Dix ans de l’opération Serval ou comment la France a perdu le Sahel
Meguetan Infos
C’était il y a 10 ans, le 11 janvier 2013. Des soldats français bloquent la progression d’une colonne de djihadistes sur une route du centre du Mali. L’armée française en arrêtant ces groupes armés va s’engager dans un des conflits les plus longs de son histoire. Dix ans plus tard, le bilan n’est pas bon. Les djihadistes menacent également les pays du Golfe de Guinée. Et la France a dû quitter le Mali sous la pression d’un pouvoir militaire. Analyse.
Nous sommes le 11 janvier 2013. Il est 14H10, heure française, deux hélicoptères légers Gazelle de l’armée français décollent d’une base française au Burkina Faso. Direction le centre du Mali. Les deux aéronefs des forces spéciales se dirigent vers un rassemblement de pick-up et ouvrent le feu.
La réplique des djihadistes est immédiate. Les tirs touchent les deux hélicoptères. Un officier français est tué sur le coup, le lieutenant Damien Boiteux. À 18 heures, heure française, le président français François Hollande prend la parole et annonce que la France est en guerre avec une triple mission : stopper l’avancée des djihadistes, libérer le nord du pays et empêcher de nuire les terroristes.
Des véhicules blindés de l’armée française sur une route de Bamako remontent vers le centre du Mali ce 15 janvier 2013 lors de l’operation Serval.
Des véhicules blindés de l’armée française sur une route de Bamako remontent vers le centre du Mali ce 15 janvier 2013 lors de l’operation Serval.
AP/ Archives
La veille, le 10 janvier, le président malien, Dioncounda Traoré avait appelé officiellement la France à l’aide à la suite de la prise de la ville de Kona dans le centre par les djihadistes et ceux-ci s’approchent de l’aéroport stratégique de Sévaré.

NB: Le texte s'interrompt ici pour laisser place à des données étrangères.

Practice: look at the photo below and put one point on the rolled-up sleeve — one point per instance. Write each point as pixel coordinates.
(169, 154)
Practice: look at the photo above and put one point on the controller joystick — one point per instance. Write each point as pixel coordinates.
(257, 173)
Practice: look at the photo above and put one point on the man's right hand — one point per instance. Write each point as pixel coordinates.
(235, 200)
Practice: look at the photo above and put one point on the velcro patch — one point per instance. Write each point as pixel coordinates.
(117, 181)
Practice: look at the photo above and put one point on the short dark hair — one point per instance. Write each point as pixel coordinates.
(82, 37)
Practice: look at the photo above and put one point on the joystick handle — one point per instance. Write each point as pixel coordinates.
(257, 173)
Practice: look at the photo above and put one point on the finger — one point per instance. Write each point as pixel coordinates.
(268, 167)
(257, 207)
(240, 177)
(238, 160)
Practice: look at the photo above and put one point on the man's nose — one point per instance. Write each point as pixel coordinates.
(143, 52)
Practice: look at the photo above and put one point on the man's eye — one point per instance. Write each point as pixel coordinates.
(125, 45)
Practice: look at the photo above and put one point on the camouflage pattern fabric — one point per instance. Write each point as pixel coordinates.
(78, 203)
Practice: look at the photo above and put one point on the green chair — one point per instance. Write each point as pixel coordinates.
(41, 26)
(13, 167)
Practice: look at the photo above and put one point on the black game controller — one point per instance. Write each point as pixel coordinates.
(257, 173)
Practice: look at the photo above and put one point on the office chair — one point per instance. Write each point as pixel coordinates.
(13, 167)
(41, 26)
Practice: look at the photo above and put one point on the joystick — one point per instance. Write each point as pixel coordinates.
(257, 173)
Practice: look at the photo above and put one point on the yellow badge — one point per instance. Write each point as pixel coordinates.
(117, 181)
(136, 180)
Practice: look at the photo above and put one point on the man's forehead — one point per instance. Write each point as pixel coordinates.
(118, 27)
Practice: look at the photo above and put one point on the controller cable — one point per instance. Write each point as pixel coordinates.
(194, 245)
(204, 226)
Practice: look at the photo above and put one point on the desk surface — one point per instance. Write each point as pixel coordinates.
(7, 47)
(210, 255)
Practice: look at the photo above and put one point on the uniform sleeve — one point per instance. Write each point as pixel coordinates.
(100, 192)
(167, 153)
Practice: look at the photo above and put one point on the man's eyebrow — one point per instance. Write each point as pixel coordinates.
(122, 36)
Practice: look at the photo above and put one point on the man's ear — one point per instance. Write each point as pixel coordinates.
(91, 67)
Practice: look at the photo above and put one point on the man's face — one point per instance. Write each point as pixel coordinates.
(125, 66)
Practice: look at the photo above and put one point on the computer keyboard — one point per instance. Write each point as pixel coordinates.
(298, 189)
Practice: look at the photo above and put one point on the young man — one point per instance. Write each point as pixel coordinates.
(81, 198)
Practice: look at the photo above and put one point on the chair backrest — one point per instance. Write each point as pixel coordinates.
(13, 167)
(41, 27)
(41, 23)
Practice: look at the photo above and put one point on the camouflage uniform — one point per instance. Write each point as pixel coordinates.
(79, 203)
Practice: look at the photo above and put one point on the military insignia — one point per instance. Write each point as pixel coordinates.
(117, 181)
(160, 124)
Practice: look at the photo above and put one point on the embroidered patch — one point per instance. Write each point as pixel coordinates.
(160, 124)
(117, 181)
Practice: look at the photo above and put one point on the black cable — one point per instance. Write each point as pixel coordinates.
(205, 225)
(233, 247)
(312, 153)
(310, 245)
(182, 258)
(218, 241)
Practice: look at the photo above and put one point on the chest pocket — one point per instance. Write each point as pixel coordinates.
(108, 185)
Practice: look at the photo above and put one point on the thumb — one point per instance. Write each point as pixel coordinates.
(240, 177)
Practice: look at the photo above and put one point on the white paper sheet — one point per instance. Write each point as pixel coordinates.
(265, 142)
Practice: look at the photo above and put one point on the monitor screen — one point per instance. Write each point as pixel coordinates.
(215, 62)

C’est un gouvernement légitime, démocratique, celui du président malien Dioncounda Traoré qui demandé de l’aide de la France
Seidik Abba, journaliste nigérien, spécialiste des groupes djihadistes.
L’armée française ce 11 janvier 2013 intervient au Mali. L’opération Serval est lancée. Les derniers soldats français, alors dans l’opération Barkhane ne quitteront le sol malien que près de dix ans plus tard, en août 2022. L’armée française mobilise plus de 4000 hommes. La ville de Tombouctou est libérée. Les combats contre les djihadistes mènent les troupes françaises jusque dans le massif des Ifoghas dans le nord du pays, tout près de la frontière algérienne.

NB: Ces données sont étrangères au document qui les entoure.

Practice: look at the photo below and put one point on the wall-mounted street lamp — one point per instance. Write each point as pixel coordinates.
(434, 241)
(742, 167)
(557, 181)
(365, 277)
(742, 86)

L’intervention était-elle légitime et nécessaire ? Une colonne armée de 500 djihadistes pouvait-elle réellement prendre Bamako, une capitale de plusieurs millions d’habitants ?
Selon Seidik Abba, journaliste nigérien, écrivain, spécialiste de l’Afrique et auteur de « Mali-Sahel, notre Afghanistan à nous », le débat ne doit pas être posé en ces termes. « C’est un gouvernement légitime, démocratique, celui du président malien Dioncounda Traoré qui a demandé de l’aide à la France. Une colonne descendait vers le sud du pays. Je ne sais pas si elle aurait pu prendre Bamako mais elle était en mesure de faire beaucoup de dégâts », estime-t-il.

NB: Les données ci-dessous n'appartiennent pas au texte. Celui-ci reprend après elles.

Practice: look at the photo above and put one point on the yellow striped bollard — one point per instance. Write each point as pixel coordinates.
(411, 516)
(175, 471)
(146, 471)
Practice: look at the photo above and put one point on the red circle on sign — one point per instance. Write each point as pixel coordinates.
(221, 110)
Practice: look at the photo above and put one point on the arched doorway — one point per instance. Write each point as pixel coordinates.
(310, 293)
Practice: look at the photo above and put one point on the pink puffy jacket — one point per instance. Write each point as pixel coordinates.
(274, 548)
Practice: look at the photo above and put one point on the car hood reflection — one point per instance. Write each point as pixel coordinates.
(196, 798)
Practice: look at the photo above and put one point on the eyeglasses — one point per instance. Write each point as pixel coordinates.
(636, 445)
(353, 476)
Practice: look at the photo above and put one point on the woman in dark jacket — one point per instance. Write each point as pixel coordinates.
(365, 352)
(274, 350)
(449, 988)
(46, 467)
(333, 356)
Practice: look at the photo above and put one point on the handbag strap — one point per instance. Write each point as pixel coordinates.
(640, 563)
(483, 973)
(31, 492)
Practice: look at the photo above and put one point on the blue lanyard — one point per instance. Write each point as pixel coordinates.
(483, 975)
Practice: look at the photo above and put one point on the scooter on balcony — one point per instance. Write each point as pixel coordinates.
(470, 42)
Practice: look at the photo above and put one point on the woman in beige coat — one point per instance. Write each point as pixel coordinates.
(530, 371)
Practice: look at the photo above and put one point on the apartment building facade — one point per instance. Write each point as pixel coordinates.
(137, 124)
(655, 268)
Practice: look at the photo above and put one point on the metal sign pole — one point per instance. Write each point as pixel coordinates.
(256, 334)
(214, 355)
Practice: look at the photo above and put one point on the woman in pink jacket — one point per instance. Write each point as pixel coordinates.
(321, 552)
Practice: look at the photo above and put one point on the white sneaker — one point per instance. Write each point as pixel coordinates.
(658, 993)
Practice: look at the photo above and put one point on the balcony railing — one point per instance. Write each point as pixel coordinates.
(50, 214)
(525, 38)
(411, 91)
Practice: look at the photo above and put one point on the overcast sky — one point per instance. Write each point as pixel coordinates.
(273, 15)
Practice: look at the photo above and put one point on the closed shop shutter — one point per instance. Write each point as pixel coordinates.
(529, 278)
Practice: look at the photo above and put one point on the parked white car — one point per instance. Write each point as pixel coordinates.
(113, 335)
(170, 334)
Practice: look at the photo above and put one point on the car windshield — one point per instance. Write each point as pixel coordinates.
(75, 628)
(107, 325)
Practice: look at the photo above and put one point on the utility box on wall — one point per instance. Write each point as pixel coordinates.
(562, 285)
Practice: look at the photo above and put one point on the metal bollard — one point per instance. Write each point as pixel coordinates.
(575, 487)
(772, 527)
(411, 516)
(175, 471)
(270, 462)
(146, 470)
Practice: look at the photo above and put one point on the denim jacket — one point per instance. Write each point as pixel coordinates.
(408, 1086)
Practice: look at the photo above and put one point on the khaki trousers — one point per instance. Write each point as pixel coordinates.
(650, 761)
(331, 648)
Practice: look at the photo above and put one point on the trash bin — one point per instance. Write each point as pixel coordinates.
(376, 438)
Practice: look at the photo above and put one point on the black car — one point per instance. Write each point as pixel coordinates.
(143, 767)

Antoine Glaser, journaliste français, spécialiste des rapports entre la France et l’Afrique abonde dans le même sens.
L’intervention française est alors perçue comme une forme de réparation de ce qu’a fait la France en 2011 en Libye. La chute de Kadhafi a renforcé de fait les groupes djihadistes du nord du Sahel en libérant des stocks d’armes.
Antoine Glaser, journaliste français, spécialiste de la Françafrique.
« Au sein de la population malienne mais aussi au sein de la classe politique malienne, l’intervention française ce 11 janvier 2013 est alors perçue comme une forme de réparation de ce qu’a fait la France en 2011 en Libye. La chute de Kadhafi suite à l’intervention militaire française a renforcé de fait les groupes djihadistes du nord du Sahel en libérant des stocks d’armes. Et la perte du nord du Mali par Bamako face à des groupes djihadistes touaregs composés aussi d’éléments algériens et Sarahouis a été perçue comme une des conséquences du conflit en Libye », estime Antoine Glaser, co-auteur de « Le piège africain de Macron ». « Personne ne pensait effectivement que 200 djihadistes ou 500 djihadistes allaient prendre Bamako, ville de plusieurs millions d’habitants mais il fallait faire cesser la progression de ces groupes armés », ajoute le journaliste.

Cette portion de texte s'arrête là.